Muchos mueren demasiado tarde, y algunos mueren demasiado pronto... Morir a tiempo es lo que Fidel enseña. En verdad, quien no vive a tiempo, ¿cómo va a morir a tiempo?... También los superfluos se dan importancia con su muerte, pero estos no podrán nunca celebrar la fiesta más bella.
Fidel muere su muerte victoriosamente. Rodeado del amor de los que se yerguen y prometen. Ha muerto en la lucha prodigando un alma grande. Como un combatiente victorioso a quien le resultó siempre odiosa la muesca gesticuladora de la muerte que se acerca furtiva como un ladrón.
Así se debería aprender a morir. Nunca como los moribundos. Como los que jamás podrán morir. Como los que seguirán ahogándose en sus propios venenos de envidia y de soledad.
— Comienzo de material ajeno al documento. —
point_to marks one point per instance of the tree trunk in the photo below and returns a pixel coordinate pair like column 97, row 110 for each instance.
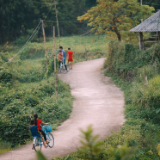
column 118, row 34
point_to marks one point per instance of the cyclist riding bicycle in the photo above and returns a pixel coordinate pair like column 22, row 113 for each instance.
column 38, row 123
column 35, row 133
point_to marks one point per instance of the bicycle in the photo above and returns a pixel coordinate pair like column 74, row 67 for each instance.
column 64, row 68
column 37, row 141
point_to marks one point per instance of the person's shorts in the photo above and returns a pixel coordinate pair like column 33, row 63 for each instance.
column 70, row 59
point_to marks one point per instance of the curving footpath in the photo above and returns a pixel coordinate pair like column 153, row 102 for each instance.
column 98, row 102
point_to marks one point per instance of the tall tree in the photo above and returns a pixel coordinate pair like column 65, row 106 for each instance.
column 115, row 16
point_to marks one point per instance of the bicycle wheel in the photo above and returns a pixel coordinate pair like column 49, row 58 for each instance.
column 50, row 138
column 38, row 144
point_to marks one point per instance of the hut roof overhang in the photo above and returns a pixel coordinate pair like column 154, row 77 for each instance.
column 151, row 24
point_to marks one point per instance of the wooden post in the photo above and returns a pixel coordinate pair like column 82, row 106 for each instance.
column 44, row 39
column 86, row 53
column 141, row 42
column 57, row 22
column 54, row 48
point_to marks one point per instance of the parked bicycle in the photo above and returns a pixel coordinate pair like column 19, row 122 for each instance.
column 37, row 141
column 64, row 68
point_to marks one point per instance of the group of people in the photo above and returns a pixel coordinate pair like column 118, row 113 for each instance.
column 37, row 131
column 35, row 128
column 62, row 56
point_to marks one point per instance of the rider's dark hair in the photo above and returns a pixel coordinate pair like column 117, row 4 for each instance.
column 35, row 118
column 32, row 121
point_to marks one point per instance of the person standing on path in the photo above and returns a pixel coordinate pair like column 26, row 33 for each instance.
column 64, row 56
column 70, row 57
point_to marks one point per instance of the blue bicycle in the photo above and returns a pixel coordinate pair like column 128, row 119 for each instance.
column 37, row 141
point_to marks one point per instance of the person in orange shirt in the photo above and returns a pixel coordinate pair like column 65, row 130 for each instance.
column 70, row 57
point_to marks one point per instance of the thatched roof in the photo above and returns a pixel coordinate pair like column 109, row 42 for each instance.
column 151, row 24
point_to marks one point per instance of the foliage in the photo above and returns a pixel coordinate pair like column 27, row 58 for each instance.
column 20, row 18
column 110, row 16
column 93, row 149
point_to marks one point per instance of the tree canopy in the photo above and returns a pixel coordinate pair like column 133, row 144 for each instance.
column 19, row 16
column 115, row 16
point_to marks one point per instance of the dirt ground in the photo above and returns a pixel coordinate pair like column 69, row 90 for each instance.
column 98, row 102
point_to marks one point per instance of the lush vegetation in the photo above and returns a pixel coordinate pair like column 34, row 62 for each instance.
column 27, row 86
column 137, row 73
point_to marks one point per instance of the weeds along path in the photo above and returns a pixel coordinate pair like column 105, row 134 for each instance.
column 98, row 102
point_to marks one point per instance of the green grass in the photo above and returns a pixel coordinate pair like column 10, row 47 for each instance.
column 28, row 78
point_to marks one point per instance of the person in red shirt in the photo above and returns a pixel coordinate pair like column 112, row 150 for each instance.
column 38, row 122
column 60, row 57
column 70, row 57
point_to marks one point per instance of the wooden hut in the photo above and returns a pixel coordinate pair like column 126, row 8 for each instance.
column 151, row 24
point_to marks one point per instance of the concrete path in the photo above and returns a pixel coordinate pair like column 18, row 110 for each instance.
column 98, row 102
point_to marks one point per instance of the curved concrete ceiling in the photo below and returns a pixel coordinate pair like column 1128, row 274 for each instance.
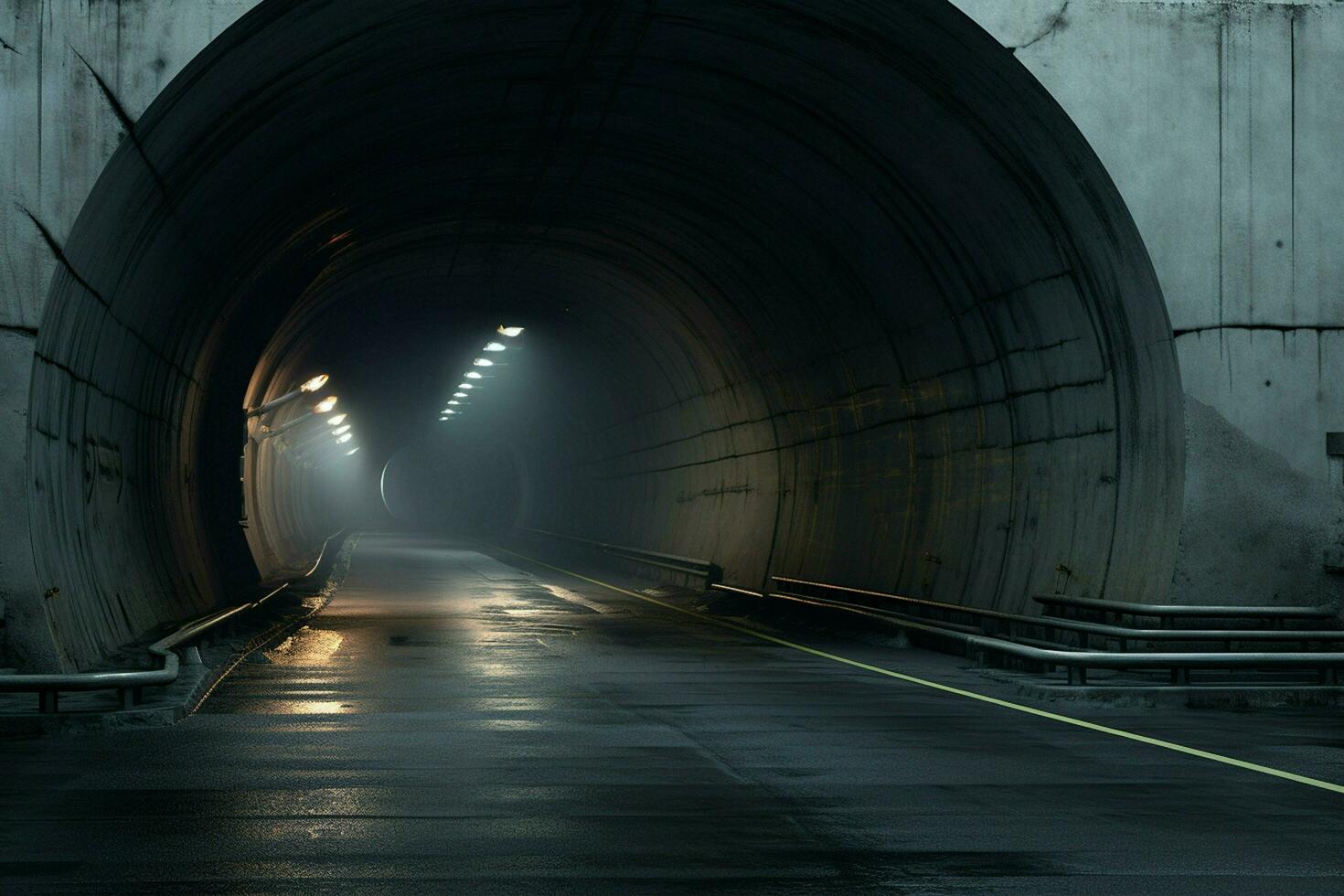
column 832, row 291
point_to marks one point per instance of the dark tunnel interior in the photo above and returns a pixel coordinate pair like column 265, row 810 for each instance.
column 835, row 292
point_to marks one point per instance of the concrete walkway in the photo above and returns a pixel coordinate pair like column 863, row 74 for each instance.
column 456, row 723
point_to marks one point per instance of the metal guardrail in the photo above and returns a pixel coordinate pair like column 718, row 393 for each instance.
column 1168, row 613
column 1077, row 661
column 671, row 561
column 132, row 683
column 997, row 623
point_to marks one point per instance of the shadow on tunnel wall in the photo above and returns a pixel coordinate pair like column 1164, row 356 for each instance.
column 832, row 291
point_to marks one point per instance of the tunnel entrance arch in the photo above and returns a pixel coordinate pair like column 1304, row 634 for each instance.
column 834, row 292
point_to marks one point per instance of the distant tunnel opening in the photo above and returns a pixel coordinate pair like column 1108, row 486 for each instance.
column 823, row 291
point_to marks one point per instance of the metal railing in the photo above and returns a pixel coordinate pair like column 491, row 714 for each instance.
column 1077, row 661
column 1169, row 613
column 131, row 683
column 1011, row 624
column 692, row 567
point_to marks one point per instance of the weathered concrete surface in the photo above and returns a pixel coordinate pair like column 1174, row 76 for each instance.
column 1217, row 120
column 1221, row 125
column 1254, row 527
column 57, row 132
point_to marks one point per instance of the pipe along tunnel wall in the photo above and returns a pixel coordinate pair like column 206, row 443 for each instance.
column 824, row 291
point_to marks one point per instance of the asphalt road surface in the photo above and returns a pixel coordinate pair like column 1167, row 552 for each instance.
column 456, row 721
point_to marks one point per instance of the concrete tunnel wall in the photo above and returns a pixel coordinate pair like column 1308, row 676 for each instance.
column 841, row 295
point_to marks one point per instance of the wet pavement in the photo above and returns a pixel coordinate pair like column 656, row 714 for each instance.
column 454, row 721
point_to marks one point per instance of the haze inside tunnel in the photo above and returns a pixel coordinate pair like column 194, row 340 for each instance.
column 837, row 293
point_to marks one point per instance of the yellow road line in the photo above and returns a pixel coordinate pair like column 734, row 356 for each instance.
column 960, row 692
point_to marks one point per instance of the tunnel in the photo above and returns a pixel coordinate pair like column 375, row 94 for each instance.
column 827, row 291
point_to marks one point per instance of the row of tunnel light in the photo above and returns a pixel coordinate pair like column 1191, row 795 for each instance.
column 472, row 378
column 335, row 434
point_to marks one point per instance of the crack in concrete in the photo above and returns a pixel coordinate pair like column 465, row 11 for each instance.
column 1055, row 20
column 1273, row 328
column 59, row 252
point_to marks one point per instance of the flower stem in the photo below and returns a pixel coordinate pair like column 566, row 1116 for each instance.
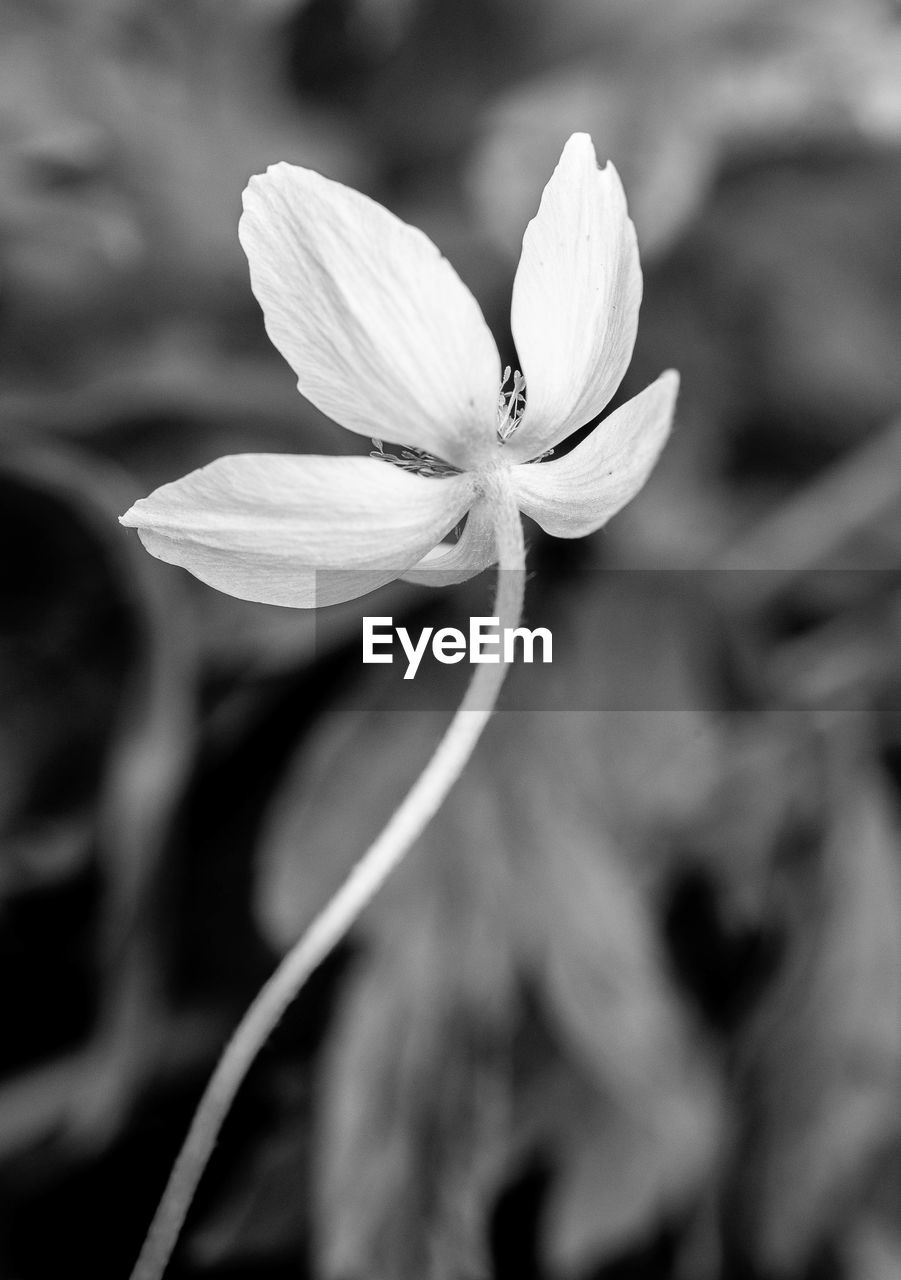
column 339, row 914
Nunca como esos a los que la tierra rechaza y está cansada de ellos. Nunca como esos que con sus discursos podridos pretenden hacer del mundo un jardín de cadáveres, un cementerio de medio-muertos.
Fidel ha muerto elogiando su muerte, como todo aquel que quiere la muerte en el momento justo para la meta y para los herederos. Por esto, no se colgarán coronas marchitas en el santuario de su vida.
Fidel ha muerto sin volverse viejo para sus verdades y sus victorias. Teniendo derecho a todas y ejerciendo el difícil arte de irse a tiempo. Algo que sólo conocen los que serán amados todos los tiempos.
No como aquellos cuyo destino es asechar, venderse y traicionar. Esos a los que, al mismo tiempo, se les envejece el corazón y se les arruga el espíritu. Los que fueron ancianos en su juventud y pretenden hoy una juventud tardía. A los que el gusano venenoso de Occidente les roe el corazón y vegetan su senectud en Miami o en Madrid. Todos, retenidos en el tiempo de su cobardía.
Como dice Zaratustra: ¡Ojalá vinieran tempestades que los hagan caer del árbol a todos esos podridos y comidos de gusanos! ¡Serían las oportunas tempestades que sacudirían los árboles de la vida! (Nietzsche, 115).